On filling dicey prescriptions, sued if you do…

“Back in 2015, two cases were decided within days of each other that allowed claims to go forward suggesting that a pharmacy could be potentially liable for both filling suspect prescriptions (see here) and for not filling suspect prescriptions (see here). Hence ‘damned if you do (question a prescription) and damned if you don’t.'” A key element on one side: pharmacies that refuse to fill prescriptions that they believe show red flags are apt to explain themselves to customers, and those explanations can expose them to defamation actions filed by the doctors who wrote the scripts. [Michelle Yeary, Drug and Device Law]

“Local Governments and Occupational Licensing Absurdity”

“The proliferation of state licensing requirements is already bad enough. There’s no need for cities to pile their own mandates on.” Detroit, which requires licenses for at least 60 occupations, is among the worst offenders. [C. Jarrett Dieterle, Governing]

Also in Michigan: “Shampooing Hair And Piloting Commercial Airliners Require Same Number Of Training Hours In Michigan” [Michigan Capitol Confidential]

May 30 roundup

  • “Leave your 13-year-old home alone?
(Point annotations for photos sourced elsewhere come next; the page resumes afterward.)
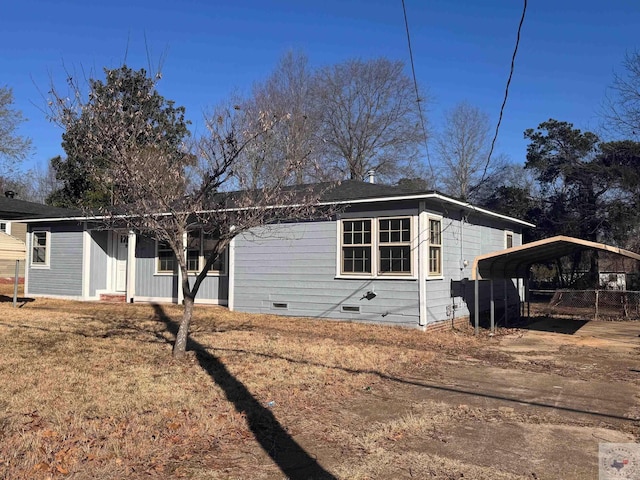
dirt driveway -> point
(530, 403)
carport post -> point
(493, 307)
(15, 284)
(506, 304)
(476, 299)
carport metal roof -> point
(515, 262)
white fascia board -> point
(423, 196)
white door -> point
(121, 261)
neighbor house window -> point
(166, 259)
(435, 247)
(394, 245)
(40, 248)
(508, 239)
(356, 246)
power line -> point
(506, 93)
(415, 84)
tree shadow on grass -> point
(291, 458)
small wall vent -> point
(351, 308)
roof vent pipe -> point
(371, 176)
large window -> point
(394, 245)
(199, 246)
(40, 248)
(435, 247)
(376, 247)
(356, 246)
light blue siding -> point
(99, 259)
(149, 284)
(64, 274)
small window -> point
(166, 259)
(208, 245)
(394, 245)
(356, 246)
(508, 239)
(435, 247)
(40, 249)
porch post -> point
(476, 299)
(131, 266)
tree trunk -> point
(180, 347)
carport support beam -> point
(493, 307)
(476, 299)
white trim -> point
(131, 266)
(513, 237)
(231, 272)
(47, 253)
(27, 262)
(86, 261)
(420, 196)
(423, 268)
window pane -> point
(395, 259)
(356, 259)
(209, 244)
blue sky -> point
(462, 50)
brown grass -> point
(89, 390)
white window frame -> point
(508, 233)
(434, 275)
(375, 249)
(47, 246)
(201, 261)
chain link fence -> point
(610, 305)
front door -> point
(121, 261)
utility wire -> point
(415, 84)
(506, 94)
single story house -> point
(390, 256)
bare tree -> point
(462, 148)
(286, 93)
(165, 196)
(370, 119)
(622, 106)
(13, 147)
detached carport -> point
(515, 263)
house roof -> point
(342, 193)
(515, 262)
(14, 209)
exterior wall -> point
(296, 265)
(63, 276)
(8, 267)
(292, 270)
(98, 261)
(150, 285)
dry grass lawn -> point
(90, 390)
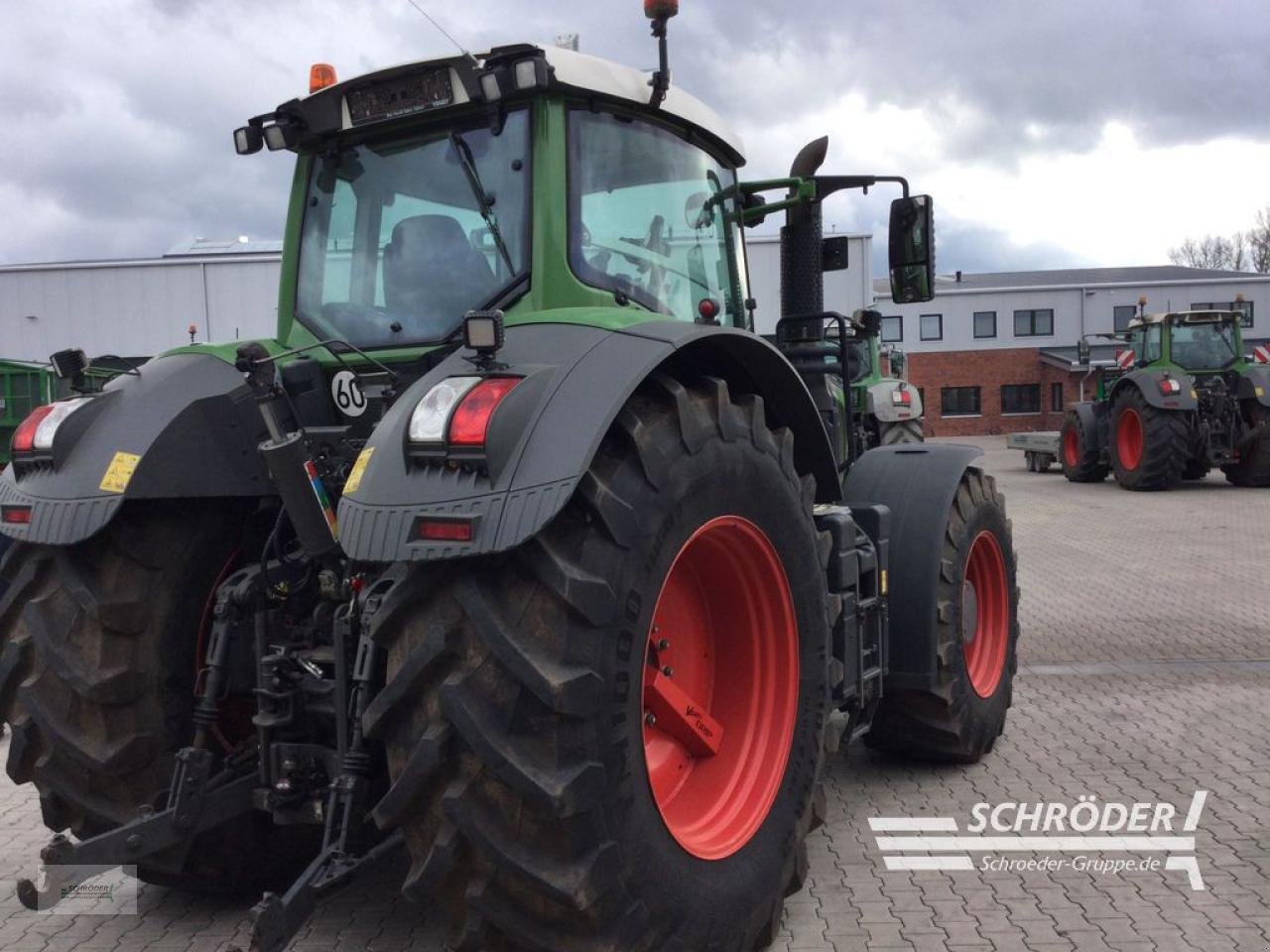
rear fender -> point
(547, 431)
(917, 483)
(1147, 381)
(187, 425)
(1255, 385)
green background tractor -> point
(1182, 399)
(516, 548)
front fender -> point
(917, 483)
(190, 421)
(1255, 385)
(547, 431)
(1147, 381)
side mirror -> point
(912, 250)
(897, 363)
(869, 321)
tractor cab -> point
(527, 180)
(1196, 341)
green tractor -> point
(887, 411)
(1179, 400)
(517, 549)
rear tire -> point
(901, 431)
(976, 616)
(1254, 466)
(513, 715)
(1079, 452)
(1150, 445)
(96, 675)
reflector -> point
(321, 75)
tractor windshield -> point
(1205, 347)
(653, 218)
(402, 239)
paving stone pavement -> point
(1144, 676)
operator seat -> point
(434, 276)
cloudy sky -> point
(1051, 135)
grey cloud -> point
(118, 114)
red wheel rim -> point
(720, 687)
(1128, 438)
(984, 615)
(1072, 447)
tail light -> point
(471, 416)
(457, 411)
(37, 430)
(24, 436)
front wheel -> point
(1080, 454)
(1150, 445)
(976, 619)
(1254, 465)
(611, 739)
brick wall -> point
(989, 371)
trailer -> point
(1040, 449)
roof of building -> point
(1103, 354)
(241, 245)
(1079, 277)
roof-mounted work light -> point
(484, 333)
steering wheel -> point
(656, 243)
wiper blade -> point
(483, 200)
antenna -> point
(443, 31)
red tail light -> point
(16, 515)
(444, 530)
(471, 416)
(24, 436)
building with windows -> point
(996, 353)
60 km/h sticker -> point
(347, 394)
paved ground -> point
(1146, 676)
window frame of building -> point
(1012, 407)
(1242, 306)
(1032, 313)
(956, 412)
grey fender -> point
(885, 411)
(189, 417)
(917, 483)
(1147, 381)
(545, 433)
(1255, 385)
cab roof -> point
(1185, 317)
(429, 85)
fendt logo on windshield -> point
(1082, 837)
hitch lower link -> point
(199, 801)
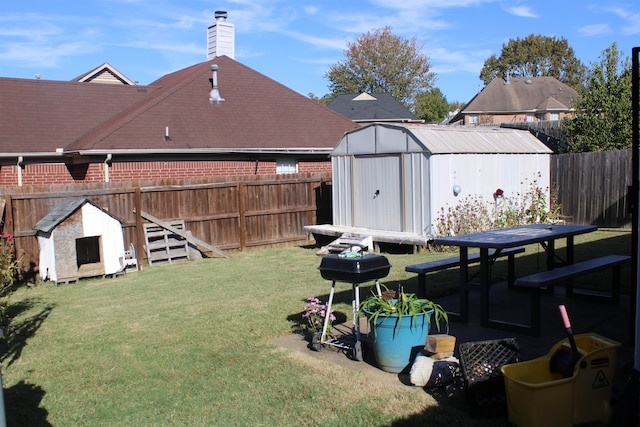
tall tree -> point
(535, 56)
(431, 106)
(602, 113)
(379, 61)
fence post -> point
(139, 231)
(241, 216)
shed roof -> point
(399, 137)
(61, 212)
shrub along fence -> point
(228, 213)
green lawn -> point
(190, 344)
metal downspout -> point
(107, 164)
(20, 165)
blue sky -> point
(295, 41)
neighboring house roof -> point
(258, 115)
(522, 95)
(441, 140)
(105, 74)
(366, 107)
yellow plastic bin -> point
(538, 397)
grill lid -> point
(354, 269)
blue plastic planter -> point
(395, 343)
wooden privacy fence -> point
(230, 214)
(592, 188)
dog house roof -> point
(61, 212)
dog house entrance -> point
(88, 250)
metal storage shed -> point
(395, 178)
(79, 239)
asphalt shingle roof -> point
(258, 114)
(375, 107)
(522, 95)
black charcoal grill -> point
(354, 268)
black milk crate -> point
(481, 363)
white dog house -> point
(395, 178)
(79, 239)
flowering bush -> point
(473, 214)
(9, 271)
(314, 313)
(469, 216)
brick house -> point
(528, 99)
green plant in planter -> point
(405, 304)
(400, 324)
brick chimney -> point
(220, 37)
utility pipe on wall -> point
(20, 166)
(107, 163)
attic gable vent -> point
(214, 95)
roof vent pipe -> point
(214, 95)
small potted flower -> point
(398, 323)
(314, 313)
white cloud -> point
(594, 30)
(522, 11)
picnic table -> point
(501, 239)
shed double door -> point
(377, 192)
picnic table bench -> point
(538, 282)
(442, 264)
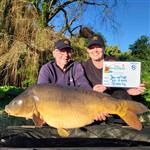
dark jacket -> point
(72, 76)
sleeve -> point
(44, 75)
(80, 78)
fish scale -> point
(65, 107)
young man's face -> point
(96, 52)
(62, 56)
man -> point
(63, 71)
(93, 69)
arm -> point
(136, 91)
(80, 79)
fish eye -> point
(18, 102)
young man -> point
(63, 71)
(93, 70)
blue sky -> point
(134, 21)
(133, 17)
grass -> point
(6, 95)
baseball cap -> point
(96, 40)
(62, 44)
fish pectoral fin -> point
(37, 120)
(63, 132)
(132, 120)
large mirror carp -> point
(64, 107)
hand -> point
(101, 116)
(99, 88)
(136, 91)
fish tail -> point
(133, 108)
(136, 107)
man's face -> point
(96, 52)
(62, 56)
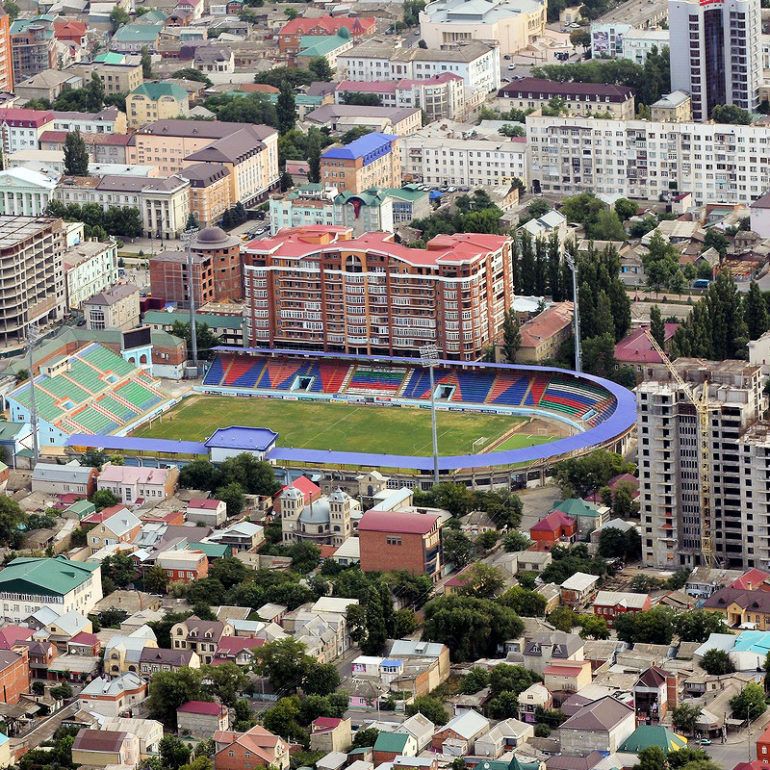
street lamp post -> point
(429, 358)
(189, 233)
(576, 312)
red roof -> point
(636, 348)
(553, 522)
(329, 25)
(393, 521)
(201, 707)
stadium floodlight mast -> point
(429, 358)
(189, 234)
(576, 313)
(31, 339)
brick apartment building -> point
(14, 675)
(411, 540)
(317, 287)
(217, 274)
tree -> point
(170, 689)
(429, 707)
(755, 312)
(320, 69)
(685, 717)
(457, 546)
(174, 752)
(625, 208)
(233, 497)
(729, 113)
(698, 625)
(286, 109)
(749, 703)
(717, 663)
(516, 541)
(481, 580)
(284, 662)
(155, 580)
(511, 336)
(118, 17)
(75, 155)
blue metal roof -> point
(98, 441)
(242, 437)
(374, 145)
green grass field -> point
(342, 427)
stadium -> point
(344, 413)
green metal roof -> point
(391, 742)
(577, 507)
(163, 318)
(320, 45)
(156, 89)
(49, 577)
(138, 33)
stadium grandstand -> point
(567, 397)
(92, 391)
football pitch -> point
(340, 427)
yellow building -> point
(210, 191)
(157, 100)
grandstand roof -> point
(301, 242)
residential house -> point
(535, 697)
(183, 566)
(256, 748)
(542, 336)
(330, 734)
(589, 516)
(390, 745)
(505, 736)
(30, 583)
(578, 590)
(602, 725)
(610, 604)
(457, 736)
(112, 697)
(201, 719)
(72, 478)
(152, 660)
(123, 652)
(101, 748)
(131, 484)
(121, 527)
(561, 678)
(200, 636)
(554, 529)
(206, 511)
(14, 674)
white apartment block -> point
(463, 162)
(642, 159)
(669, 464)
(716, 53)
(622, 41)
(477, 63)
(89, 268)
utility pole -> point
(32, 405)
(429, 358)
(189, 235)
(576, 312)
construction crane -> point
(702, 410)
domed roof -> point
(212, 235)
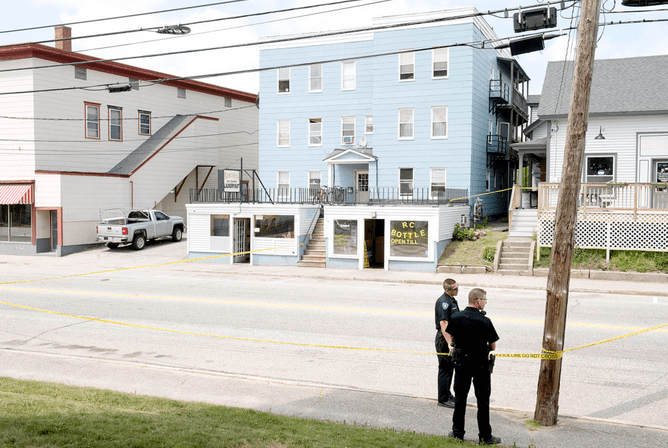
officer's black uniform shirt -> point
(472, 333)
(446, 307)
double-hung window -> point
(405, 182)
(284, 80)
(348, 75)
(348, 130)
(115, 123)
(283, 183)
(315, 78)
(406, 123)
(92, 121)
(368, 124)
(283, 132)
(440, 58)
(439, 122)
(438, 182)
(144, 122)
(406, 66)
(600, 169)
(315, 132)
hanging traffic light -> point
(535, 19)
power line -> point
(122, 17)
(243, 16)
(281, 40)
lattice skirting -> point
(617, 231)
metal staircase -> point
(315, 255)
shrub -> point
(461, 233)
(488, 253)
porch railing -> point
(347, 196)
(610, 196)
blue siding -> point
(380, 93)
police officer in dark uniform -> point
(474, 337)
(446, 307)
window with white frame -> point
(283, 183)
(406, 119)
(348, 75)
(315, 78)
(284, 80)
(315, 132)
(368, 124)
(440, 58)
(439, 122)
(314, 181)
(92, 120)
(406, 182)
(599, 169)
(115, 123)
(144, 122)
(437, 182)
(406, 66)
(348, 130)
(283, 132)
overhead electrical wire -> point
(274, 41)
(127, 16)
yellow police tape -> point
(547, 354)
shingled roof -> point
(619, 86)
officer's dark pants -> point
(445, 370)
(480, 376)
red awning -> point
(16, 194)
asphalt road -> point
(371, 336)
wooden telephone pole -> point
(547, 404)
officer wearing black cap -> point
(473, 337)
(446, 307)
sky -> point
(615, 41)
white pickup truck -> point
(137, 226)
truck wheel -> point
(177, 234)
(139, 242)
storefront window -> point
(220, 225)
(275, 226)
(409, 239)
(345, 237)
(16, 222)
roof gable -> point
(619, 86)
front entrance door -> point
(241, 240)
(362, 186)
(54, 230)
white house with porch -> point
(624, 194)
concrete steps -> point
(514, 256)
(315, 255)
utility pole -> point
(547, 404)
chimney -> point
(64, 32)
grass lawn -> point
(469, 253)
(52, 415)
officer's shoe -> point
(491, 440)
(453, 436)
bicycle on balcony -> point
(330, 196)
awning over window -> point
(16, 194)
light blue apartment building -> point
(406, 120)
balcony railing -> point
(497, 144)
(345, 196)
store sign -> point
(409, 239)
(231, 181)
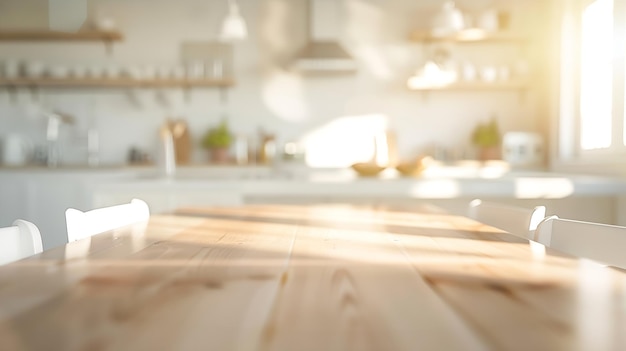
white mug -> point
(16, 150)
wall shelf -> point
(468, 37)
(116, 83)
(47, 35)
(478, 85)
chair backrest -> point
(519, 221)
(18, 241)
(601, 242)
(85, 224)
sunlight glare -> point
(596, 75)
(345, 141)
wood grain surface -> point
(331, 277)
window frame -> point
(569, 152)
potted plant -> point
(486, 137)
(217, 140)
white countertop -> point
(435, 183)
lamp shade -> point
(234, 26)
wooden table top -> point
(309, 278)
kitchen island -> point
(42, 194)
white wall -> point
(268, 96)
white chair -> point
(85, 224)
(18, 241)
(601, 242)
(519, 221)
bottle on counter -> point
(166, 156)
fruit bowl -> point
(367, 169)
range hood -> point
(323, 53)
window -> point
(592, 80)
(596, 68)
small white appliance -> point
(523, 149)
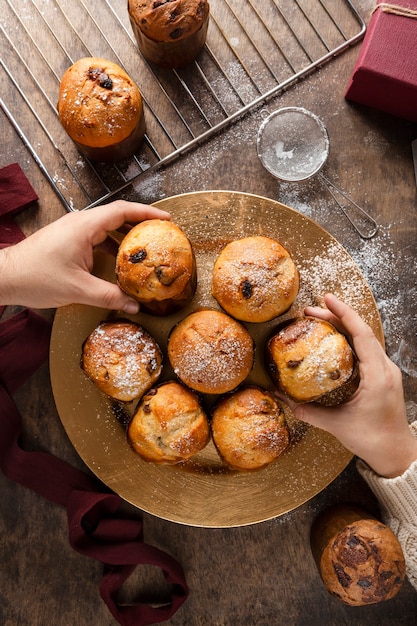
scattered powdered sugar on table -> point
(381, 266)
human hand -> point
(52, 267)
(372, 424)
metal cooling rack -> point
(255, 49)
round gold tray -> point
(202, 492)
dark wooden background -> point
(263, 574)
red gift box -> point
(385, 74)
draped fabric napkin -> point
(97, 526)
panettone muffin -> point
(122, 359)
(249, 429)
(156, 265)
(211, 352)
(101, 109)
(169, 425)
(359, 559)
(169, 33)
(308, 359)
(255, 279)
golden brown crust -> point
(211, 352)
(156, 265)
(309, 359)
(255, 279)
(121, 359)
(249, 429)
(169, 424)
(100, 106)
(362, 561)
(169, 33)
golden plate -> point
(202, 492)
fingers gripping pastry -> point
(255, 279)
(360, 560)
(308, 359)
(249, 429)
(121, 359)
(101, 109)
(169, 33)
(156, 265)
(211, 352)
(169, 424)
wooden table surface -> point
(262, 574)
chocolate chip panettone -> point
(255, 279)
(122, 359)
(169, 424)
(156, 265)
(169, 33)
(101, 109)
(249, 428)
(309, 360)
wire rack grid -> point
(255, 49)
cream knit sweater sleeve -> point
(398, 500)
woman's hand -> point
(373, 423)
(52, 267)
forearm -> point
(9, 276)
(391, 454)
(398, 500)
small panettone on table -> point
(385, 74)
(359, 558)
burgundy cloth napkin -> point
(16, 192)
(97, 526)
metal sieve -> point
(293, 145)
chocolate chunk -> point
(138, 256)
(97, 74)
(176, 34)
(342, 576)
(335, 375)
(246, 289)
(293, 363)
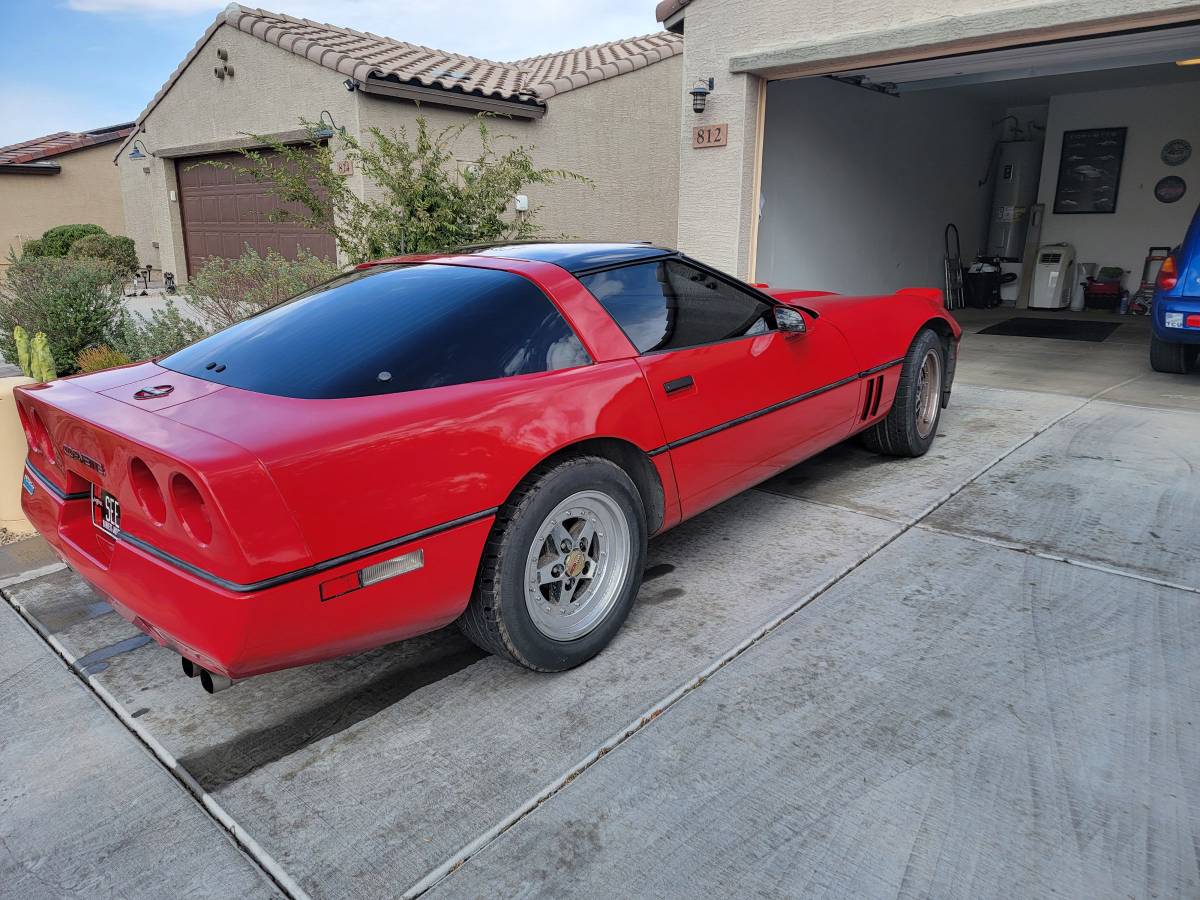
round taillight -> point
(191, 508)
(1168, 274)
(145, 489)
(42, 437)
Police can take her into custody under Illinois law” [Jeffrey Schwab, Illinois Policy]
  • So many stars to sue: Huang v. leading Hollywood names [Kevin Underhill, Lowering the Bar]
  • Morgan Spurlock’s claim in 2004’s Super Size Me of eating only McDonald’s food for a month and coming out as a physical wreck with liver damage was one that later researchers failed to replicate; now confessional memoir sheds further doubt on baseline assertions essential to the famous documentary [Phelim McAleer, WSJ]
  • If you’ve seen those “1500 missing immigrant kids” stories — and especially if you’ve helped spread them — you might want to check out some of these threads and links [Josie Duffy Rice, Dara Lind, Rich Lowry]
  • “Antitrust Enforcement by State Attorney Generals,” Federalist Society podcast with Adam Biegel, Vic Domen, Jennifer Thomson, Jeffrey Oliver, and Ian Conner]
  • “The lopsided House vote for treating assaults on cops as federal crimes is a bipartisan portrait in cowardice.” [Jacob Sullum, more, Scott Greenfield, earlier on hate crimes model for “Protect and Serve Act”]

Environment roundup

Digital advances in ambulance chasing

“Patients sitting in emergency rooms, at chiropractors’ offices and at pain clinics in the Philadelphia area may start noticing on their phones the kind of messages typically seen along highway billboards and public transit: personal injury law firms looking for business by casting mobile online ads at patients. The potentially creepy part? They’re only getting fed the ad because somebody knows they are in an emergency room.” [Bobby Allyn, NPR]

Some problems with the right of publicity

The right of publicity, or right to control the commercial use of one’s identity, has developed as judge-made law and in state statutes; it also figures in many other nations’ law, often under the heading of “personality rights.” Together with the convention of treating it as a form of property rather than a personal right it leads to some practically dubious consequences, discussed by guest blogger Jennifer Rothman in a series of Volokh Conspiracy posts based on a new book. Among them are legal risks for reporting on and depictions of both living and deceased persons, including biographies and discussion of public figures; proposals for transferability and alienability of the right would also mean that persons can in some circumstances lose control over their identities while alive.